Wednesday, October 19, 2011: 8:50 AM
212 B (Minneapolis Convention Center)
N. Pothayee1, N. Jain2, T.P. Vadala1, R. Mejia1, L.M. Johnson1, N. Sriranganathan2, J.S. Riffle1 and R.M. Davis3, (1)Macromolecules and Interfaces Institute, Virginia Tech, Blacksburg, VA, (2)VA-MD Regional School of Veterinary Medicine, Virginia Tech, Blacksburg, VA, (3)Chemical Engineering, Virginia Tech, Blacksburg, VA

Brucellosis, caused by intracellular Brucella spp., is the most common disease that can be passed from infected animals to humans. It is difficult to eliminate as the pathogen resides partially within phagocytic host cells and the recommended polar antibiotics for treatment do not enter these cells efficiently. Core-shell block ionomer complexes (BICs) carrying antibiotics in their cores were designed to transport these drugs into cells. Polyether-polyacrylate copolymers were complexed with cationic aminoglycoside antibiotics to form BICs with hydrodynamic diameters of 170-340 nm in water.

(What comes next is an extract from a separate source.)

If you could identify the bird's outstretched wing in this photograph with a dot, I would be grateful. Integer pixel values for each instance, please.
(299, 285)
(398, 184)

An anionic poly(acrylate-b-ethylene oxide-b-propylene oxide-b-ethylene oxide-b-acrylate) copolymer blended with a poly(ethylene oxide-b-acrylate) diblock was complexed with the cationic drug gentamicin in PBS to form complexes containing up to 42 wt% of the antibiotic. The poly(propylene oxide) provided hydrophobic interactions that enhanced complex stability in aqueous media while the hydrophilic blocks generated steric interactions to disperse the MBICs. These core-shell BICs were fabricated in a multi-inlet-vortex mixer that involved mixing solutions of the cationic drug and anionic block copolymers under turbulent flow conditions so that the mixing time was rapid (<50 ms). This promoted reproducible and uniform complex formation. The drug release profiles in PBS showed two distinctly different regimes - a "burst" phase within the first ~10 hours followed by slower release over the next 40-60 hours. In vitro efficacy of the BICs to reduce intracellular Brucella was studied in murine macrophage-like cells. Significant reductions of 2.78 and 2.85 logs were obtained, while free gentamicin reduced the bacteria by only 0.75 logs. This suggests that the BICs are efficient transporters of polar antibiotics into phagocytic cells. No cell toxicity or nitric oxide production was detected on incubation of the macrophages with a range of BIC concentrations. These BICs were, however, ineffective in significantly reducing Brucella melitensis in the spleens and livers of infected mice, either alone or in combination with doxycycline.